You’re a startup. You’ve got a great idea for an app. You’ve got some friends interested in helping out and you think you can make this work.
So how do you figure out where you’ll host it? How do you decide between a raw infrastructure provider and platform service? How much work do you do yourself and how much should you rely on service providers?
When building a new application, the fundamental rule is that you should choose any services that allow you the greatest combination of flexibility and resources to meet your application’s needs.
I’m largely talking about whether to use Infrastructure-as-a-Service (IaaS) or a Platform-as-a-Service (PaaS), and to some extent, how much to rely on Software-as-a-Service (SaaS) providers or write your own application components.
I think of IaaS, PaaS and SaaS as “stacks” that either reduce the level of effort required to build your application at the expense of flexibility and control, or provide more flexibility and control but with more effort.

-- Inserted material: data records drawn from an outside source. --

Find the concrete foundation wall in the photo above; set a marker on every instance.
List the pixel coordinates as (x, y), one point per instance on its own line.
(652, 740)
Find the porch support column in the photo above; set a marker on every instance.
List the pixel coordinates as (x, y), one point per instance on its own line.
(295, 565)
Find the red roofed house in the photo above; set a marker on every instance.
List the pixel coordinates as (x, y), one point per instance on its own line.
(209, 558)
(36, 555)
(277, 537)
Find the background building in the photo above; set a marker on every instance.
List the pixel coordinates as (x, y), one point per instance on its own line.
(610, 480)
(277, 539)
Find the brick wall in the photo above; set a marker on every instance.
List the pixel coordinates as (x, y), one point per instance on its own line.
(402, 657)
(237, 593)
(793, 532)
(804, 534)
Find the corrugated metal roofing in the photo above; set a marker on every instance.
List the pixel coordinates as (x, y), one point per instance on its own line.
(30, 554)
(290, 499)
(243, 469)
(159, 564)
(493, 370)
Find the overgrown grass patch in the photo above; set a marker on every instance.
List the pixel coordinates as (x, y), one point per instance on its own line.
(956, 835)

For example, IaaS providers will give you raw infrastructure like compute and storage resources. This provides the most flexibility but requires the most hands-on management. Developers interact with the operating systems directly, build/use their own frameworks (e.g., Django, Rails, etc.), and consume server resources directly. If you prefer Nginx over Apache, FastCGI over WSGI (yeah, there’s still some weirdos out there), have a favorite location for your configuration files (/usr/local FTW!), or simply want to control your software upgrade path, then IaaS is probably what you want.
The image below shows the relationship of your application to the services provided by the IaaS provider. Your code sits directly on “top” of the infrastructure resources.
PaaS, on the other hand, will provide a development platform (as a service) to create new applications. You can think of it as cloud-based middleware: it provides services beyond the raw operating system and abstracts the underlying resources from you. The developer doesn’t have to manage compute resources directly. Instead she gets to build on frameworks specifically provided for her application. For small dev teams without infrastructure management capabilities (read: a SysAdmin who *likes* patching servers at 3 a.m.), this is a great way to reduce the “time-to-usefulness” of their project, that is, how quickly the application is built and being used. However, this restricts the flexibility since they must work within the frameworks provided.
PaaS services typically use an underlying IaaS service, since the raw infrastructure is abstracted from the developer. This gives the PaaS provider the ability to change the underlying infrastructure services as needed, or even use multiple providers. The following example illustrates what a PaaS provider might offer to your application: managed development languages and frameworks to access the resources you would otherwise have to manage directly. If you don’t like the idea of updating PHP or Ruby on Rails on a regular basis, this is where you probably want to be.
Most SaaS providers deliver end-user applications on-demand, as a service. Salesforce.com and Google Apps are two common examples. However, many SaaS applications can provide services to other applications, usually via a SOAP or RESTful API over the Internet. A good example of this is how Yelp integrates Google Maps into its mobile application – Google is the SaaS provider and the Yelp application becomes the consumer.
A SaaS provider may use a PaaS provider or an IaaS provider, depending on the level of development and operational efforts they want to balance out.
Here’s an illustration of how an application may interact with various SaaS providers (though it cleverly avoids indicating what underlying services are powering the application code itself):
Each layer consumes a service from the layer directly underneath it while at the same time, providing the denoted services to the layer directly above it.
Ultimately, the more you move your application “up the stack,” the fewer resources you are required to manage. So integrating an application with SaaS providers allows a developer to consume SaaS services as components and building blocks without having to reinvent the wheel (e.g., using Google Maps for location services, using RSS aggregators for content/news services, etc.).
Using a PaaS provider will provide a framework for you to develop your own application without having to manage an infrastructure.
And if PaaS is too limiting (say, you want to use certain web server features not provided by the platform, or you want to use a preferred development framework), then IaaS may make more sense.
As indicated in the final illustration below, the further one moves down the stack, the more the application or Dev/Ops engineer has to interact with and manage.
Of course, no one service is correct for all use cases. Many distributed applications consume one or more portions of the stack on multiple cloud service providers.
The decision to go with one or another ultimately comes down to the resources your team wants to manage, the capabilities of your people building and supporting the application, and how quickly you need to deploy production software with the resources available to them. Pick one that makes the most sense today, and don’t be afraid to change as your needs change over time.